Ignoring protests that running two teaching hospitals in one of the most deprived areas of the country would swallow resources needed for GP and community care, he answered an appeal from Frank Dobson, Secretary of State for Health, that in the 50th anniversary year of the NHS a Labour government could not close one of the world's best-known hospitals.

Mr Dobson announced in the Commons yesterday that Barts would continue providing its current range of specialist services for seven to eight years while a new 900-bed hospital is built on the Whitechapel site of the Royal London hospital.

It would then become a specialist centre for heart and cancer patients similar to the Royal Marsden and Royal Brompton hospitals in west London. The decision is in line with recommendations in the review of London's health services, commissioned by the Government last June and published yesterday.

Consultants and patients at Barts were delighted that the five-year campaign to save it had succeeded, but GPs warned that it could spell disaster for the local community.

Mike Besser, professor of medicine at the hospital who spearheaded the campaign in its early stages, celebrated yesterday with Brian Sedgemore, the local MP. "It is a great day. Barts will be here forever," he said.

The hospital, founded in 1123, has survived an attempt by Henry VIII to sell it off, German bombs during the war, and now the 1993 decision of the previous government to axe it following the Tomlinson review of London's health services. The accident and emergency department was closed in 1995.

The Tomlinson review concluded that London had too many hospital beds compared with the rest of the country and recommended 2,500 should close. Because of Barts' location, between Guys to the south, the Royal London to the east and University College to the west, it became the target.
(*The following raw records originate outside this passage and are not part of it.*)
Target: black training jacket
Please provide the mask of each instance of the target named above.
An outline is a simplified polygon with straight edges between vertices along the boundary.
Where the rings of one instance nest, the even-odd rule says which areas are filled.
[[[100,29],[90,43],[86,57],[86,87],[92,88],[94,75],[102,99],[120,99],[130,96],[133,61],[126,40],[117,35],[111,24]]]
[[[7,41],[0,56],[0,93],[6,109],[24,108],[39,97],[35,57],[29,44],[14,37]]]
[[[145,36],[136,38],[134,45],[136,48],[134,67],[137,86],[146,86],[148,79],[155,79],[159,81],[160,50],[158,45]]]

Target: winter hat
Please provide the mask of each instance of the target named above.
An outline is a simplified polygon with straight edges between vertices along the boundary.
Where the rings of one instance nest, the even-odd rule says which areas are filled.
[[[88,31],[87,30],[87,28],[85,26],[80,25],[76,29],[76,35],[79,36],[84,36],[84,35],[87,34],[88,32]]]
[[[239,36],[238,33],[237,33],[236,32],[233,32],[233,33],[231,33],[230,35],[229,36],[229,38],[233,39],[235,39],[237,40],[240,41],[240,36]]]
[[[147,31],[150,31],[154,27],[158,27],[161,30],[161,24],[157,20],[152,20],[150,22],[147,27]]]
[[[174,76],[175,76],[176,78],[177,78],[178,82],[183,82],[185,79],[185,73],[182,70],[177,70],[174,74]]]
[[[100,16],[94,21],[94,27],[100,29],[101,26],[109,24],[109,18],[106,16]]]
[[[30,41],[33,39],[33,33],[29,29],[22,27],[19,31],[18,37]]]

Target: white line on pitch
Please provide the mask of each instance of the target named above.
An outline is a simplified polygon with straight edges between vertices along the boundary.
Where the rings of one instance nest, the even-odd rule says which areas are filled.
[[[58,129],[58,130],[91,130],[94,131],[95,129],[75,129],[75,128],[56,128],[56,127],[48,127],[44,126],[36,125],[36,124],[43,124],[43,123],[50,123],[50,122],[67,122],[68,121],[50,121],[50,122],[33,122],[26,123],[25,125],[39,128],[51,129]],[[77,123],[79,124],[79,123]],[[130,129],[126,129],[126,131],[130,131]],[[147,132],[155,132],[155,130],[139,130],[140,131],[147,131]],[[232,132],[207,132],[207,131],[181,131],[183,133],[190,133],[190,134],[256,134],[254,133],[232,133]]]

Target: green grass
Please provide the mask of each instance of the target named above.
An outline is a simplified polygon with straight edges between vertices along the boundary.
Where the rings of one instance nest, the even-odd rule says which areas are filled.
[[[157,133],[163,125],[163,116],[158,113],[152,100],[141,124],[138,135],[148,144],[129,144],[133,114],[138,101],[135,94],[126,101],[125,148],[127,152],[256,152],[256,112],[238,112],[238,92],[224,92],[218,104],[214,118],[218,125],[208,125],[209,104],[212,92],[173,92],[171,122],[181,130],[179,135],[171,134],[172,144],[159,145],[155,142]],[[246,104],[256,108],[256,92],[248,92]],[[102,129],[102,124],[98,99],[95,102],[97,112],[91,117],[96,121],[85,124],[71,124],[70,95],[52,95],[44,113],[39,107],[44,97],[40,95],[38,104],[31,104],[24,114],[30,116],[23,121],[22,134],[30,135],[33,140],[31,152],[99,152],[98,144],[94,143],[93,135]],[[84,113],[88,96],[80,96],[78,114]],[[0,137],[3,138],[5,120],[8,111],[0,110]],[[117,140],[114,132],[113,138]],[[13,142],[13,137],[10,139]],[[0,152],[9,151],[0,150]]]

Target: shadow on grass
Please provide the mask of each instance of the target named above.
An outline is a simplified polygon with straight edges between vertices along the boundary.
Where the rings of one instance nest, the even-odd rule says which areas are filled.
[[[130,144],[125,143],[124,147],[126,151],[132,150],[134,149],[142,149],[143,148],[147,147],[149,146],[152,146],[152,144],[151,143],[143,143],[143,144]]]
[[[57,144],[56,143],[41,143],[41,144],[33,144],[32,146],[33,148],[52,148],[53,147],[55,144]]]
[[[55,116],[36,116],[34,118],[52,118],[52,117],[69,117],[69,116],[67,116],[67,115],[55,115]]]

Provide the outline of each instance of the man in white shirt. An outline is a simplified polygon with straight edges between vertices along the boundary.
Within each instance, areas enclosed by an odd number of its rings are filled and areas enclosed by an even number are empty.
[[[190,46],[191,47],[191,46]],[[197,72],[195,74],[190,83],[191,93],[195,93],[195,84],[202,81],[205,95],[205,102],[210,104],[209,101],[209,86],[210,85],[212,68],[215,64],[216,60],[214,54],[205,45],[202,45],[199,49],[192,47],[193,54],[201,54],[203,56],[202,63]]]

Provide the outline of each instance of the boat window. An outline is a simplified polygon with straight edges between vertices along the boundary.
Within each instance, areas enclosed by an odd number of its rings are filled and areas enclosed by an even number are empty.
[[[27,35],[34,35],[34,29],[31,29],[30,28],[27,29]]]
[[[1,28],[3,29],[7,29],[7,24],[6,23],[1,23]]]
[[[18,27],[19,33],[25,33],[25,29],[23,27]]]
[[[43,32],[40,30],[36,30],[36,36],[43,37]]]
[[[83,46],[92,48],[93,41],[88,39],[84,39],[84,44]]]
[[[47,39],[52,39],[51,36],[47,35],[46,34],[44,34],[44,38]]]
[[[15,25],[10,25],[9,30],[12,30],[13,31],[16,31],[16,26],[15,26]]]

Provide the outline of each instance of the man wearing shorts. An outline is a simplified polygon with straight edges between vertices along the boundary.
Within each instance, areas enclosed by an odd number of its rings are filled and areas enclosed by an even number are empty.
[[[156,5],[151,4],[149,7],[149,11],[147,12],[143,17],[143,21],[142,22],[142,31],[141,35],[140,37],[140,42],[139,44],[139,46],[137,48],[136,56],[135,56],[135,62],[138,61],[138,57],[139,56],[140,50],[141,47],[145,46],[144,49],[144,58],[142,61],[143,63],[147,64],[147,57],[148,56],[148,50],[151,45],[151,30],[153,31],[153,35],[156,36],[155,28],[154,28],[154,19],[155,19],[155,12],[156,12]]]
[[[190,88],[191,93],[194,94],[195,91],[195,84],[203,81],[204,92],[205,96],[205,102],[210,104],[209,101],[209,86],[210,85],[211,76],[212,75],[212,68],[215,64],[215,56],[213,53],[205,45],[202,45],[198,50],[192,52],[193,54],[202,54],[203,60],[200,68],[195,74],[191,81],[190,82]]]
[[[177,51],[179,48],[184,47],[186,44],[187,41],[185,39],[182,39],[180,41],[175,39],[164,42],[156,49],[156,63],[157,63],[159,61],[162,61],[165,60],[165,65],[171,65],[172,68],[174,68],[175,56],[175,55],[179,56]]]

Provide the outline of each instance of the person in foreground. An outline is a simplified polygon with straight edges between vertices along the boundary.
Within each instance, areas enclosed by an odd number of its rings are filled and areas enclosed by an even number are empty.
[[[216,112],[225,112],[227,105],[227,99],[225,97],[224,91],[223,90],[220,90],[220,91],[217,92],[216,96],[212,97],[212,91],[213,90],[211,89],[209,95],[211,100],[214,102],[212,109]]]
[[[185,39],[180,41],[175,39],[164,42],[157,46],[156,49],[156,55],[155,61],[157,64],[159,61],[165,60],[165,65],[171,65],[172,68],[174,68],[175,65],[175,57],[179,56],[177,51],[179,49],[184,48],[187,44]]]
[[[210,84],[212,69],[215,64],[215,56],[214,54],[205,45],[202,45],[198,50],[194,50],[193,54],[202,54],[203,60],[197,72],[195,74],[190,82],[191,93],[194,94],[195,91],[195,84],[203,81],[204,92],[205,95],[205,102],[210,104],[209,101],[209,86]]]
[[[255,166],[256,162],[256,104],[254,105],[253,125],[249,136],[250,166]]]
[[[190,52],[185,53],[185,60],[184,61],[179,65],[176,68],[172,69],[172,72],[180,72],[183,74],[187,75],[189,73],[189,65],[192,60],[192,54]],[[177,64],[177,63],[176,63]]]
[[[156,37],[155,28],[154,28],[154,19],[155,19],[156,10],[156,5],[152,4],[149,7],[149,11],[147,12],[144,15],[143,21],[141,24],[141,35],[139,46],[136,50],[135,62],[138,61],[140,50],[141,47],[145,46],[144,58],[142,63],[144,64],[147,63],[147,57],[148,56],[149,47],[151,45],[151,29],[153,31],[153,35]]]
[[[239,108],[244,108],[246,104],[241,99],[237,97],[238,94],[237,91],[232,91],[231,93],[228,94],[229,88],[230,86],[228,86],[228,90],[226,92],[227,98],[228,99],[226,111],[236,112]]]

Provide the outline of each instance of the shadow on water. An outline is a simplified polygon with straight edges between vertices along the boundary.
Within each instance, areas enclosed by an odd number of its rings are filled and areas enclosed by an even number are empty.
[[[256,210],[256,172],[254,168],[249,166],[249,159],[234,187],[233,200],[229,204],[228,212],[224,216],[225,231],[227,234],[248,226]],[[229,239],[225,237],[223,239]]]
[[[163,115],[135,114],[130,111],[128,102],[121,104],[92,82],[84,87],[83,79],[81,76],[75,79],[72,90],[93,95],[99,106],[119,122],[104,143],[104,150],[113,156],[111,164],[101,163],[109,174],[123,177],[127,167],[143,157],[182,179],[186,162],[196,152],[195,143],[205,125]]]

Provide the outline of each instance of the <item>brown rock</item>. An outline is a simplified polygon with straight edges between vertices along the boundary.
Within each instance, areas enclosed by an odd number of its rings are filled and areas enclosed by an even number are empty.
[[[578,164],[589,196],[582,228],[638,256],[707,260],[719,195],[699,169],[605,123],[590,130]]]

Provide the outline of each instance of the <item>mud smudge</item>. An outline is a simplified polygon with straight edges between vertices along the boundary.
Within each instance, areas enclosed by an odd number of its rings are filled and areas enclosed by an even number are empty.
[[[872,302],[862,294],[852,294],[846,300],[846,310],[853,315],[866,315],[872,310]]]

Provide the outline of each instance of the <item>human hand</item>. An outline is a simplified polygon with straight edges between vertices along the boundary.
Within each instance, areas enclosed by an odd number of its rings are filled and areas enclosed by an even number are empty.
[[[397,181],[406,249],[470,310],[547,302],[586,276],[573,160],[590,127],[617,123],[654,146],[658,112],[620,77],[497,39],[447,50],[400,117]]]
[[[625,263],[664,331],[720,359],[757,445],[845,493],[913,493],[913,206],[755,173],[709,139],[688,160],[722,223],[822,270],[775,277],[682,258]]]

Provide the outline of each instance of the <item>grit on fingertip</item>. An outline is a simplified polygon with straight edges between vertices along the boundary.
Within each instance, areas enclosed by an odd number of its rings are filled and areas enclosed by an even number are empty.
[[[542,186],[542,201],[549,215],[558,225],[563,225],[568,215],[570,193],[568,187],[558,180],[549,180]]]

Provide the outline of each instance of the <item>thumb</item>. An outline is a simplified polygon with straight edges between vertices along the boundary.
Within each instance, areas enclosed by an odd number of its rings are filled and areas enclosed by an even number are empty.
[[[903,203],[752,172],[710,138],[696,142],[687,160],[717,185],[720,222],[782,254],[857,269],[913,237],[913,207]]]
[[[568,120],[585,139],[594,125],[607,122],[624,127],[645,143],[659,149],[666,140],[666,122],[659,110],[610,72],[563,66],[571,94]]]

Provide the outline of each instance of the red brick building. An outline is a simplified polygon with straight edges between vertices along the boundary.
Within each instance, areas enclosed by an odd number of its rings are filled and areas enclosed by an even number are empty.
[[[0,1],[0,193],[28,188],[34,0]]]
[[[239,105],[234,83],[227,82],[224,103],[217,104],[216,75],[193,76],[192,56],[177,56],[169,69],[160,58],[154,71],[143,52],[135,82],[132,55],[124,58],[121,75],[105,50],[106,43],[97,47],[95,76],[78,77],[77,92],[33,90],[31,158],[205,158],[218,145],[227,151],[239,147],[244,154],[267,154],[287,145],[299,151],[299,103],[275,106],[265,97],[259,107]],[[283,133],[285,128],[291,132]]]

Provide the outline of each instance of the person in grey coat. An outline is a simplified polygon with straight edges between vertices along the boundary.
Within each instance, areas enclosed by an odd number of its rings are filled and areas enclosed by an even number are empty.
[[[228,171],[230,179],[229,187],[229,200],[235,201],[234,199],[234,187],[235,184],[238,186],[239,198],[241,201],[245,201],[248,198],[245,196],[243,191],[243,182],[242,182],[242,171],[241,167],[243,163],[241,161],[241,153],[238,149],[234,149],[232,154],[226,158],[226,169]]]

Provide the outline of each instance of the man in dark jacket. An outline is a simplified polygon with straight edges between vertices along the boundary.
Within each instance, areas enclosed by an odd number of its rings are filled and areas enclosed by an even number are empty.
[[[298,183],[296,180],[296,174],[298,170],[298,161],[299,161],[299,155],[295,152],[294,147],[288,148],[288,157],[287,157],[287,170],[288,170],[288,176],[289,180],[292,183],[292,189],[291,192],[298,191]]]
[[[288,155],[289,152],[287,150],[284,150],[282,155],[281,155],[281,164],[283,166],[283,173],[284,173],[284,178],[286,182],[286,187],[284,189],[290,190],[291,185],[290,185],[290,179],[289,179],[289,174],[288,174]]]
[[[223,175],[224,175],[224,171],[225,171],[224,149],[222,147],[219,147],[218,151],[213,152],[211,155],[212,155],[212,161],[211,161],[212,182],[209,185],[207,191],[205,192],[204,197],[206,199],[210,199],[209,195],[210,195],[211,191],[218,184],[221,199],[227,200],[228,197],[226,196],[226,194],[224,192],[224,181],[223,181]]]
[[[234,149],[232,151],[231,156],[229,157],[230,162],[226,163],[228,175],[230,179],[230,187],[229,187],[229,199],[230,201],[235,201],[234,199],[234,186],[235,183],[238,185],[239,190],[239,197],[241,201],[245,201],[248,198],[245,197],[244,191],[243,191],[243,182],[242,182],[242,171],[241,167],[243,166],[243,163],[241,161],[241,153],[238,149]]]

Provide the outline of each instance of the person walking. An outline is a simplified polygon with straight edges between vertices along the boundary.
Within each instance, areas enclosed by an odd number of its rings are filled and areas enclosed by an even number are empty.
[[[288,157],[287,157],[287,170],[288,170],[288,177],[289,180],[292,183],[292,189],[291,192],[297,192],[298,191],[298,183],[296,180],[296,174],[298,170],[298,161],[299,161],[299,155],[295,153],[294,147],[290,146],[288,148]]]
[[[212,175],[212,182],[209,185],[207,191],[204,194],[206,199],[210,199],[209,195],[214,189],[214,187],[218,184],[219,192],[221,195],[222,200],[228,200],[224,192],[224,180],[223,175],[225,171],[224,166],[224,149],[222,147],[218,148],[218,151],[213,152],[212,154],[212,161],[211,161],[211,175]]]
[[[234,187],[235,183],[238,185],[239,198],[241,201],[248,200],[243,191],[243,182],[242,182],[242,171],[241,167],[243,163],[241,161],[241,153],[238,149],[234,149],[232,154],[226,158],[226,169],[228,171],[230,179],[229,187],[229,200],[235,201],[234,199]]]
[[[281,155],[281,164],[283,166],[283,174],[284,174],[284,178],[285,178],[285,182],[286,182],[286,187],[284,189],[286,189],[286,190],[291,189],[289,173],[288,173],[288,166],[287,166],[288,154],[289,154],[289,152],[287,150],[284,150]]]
The new review, chaired by Sir Leslie Turnberg, former president of the Royal College of Physicians, has concluded that London is no longer overbedded. Mr Dobson told the Commons: "The Government has therefore abandoned the presumption we inherited from our predecessors that London is overprovided with acute hospital beds. As a result any future changes in bed numbers will be in line with those in the rest of the country."

The saving of Barts is, however, the second-best of two options put forward in the review. The first option, which the review panel describe as "the favoured solution clinically" would involve closing Barts and centralising its facilities in a new 1,200-bed hospital on the Whitechapel site. However, the panel members feared that a new hospital of that size, which would have been the largest to be built in Europe for 20 years, was unrealistic. They feared that, if it were scaled down and Barts was still closed, that would be the "worst possible outcome".

To avoid this they proposed the two-site solution, retaining Barts as a specialist hospital. But they warn: "The key question is how much more expensive would it be to run a two-site versus a one-site operation?"

No figures were forthcoming from ministers, yesterday, but a spokeswoman for the Royal Hospitals Trust, which favoured closing Barts, said it had been estimated at an extra pounds 26m a year.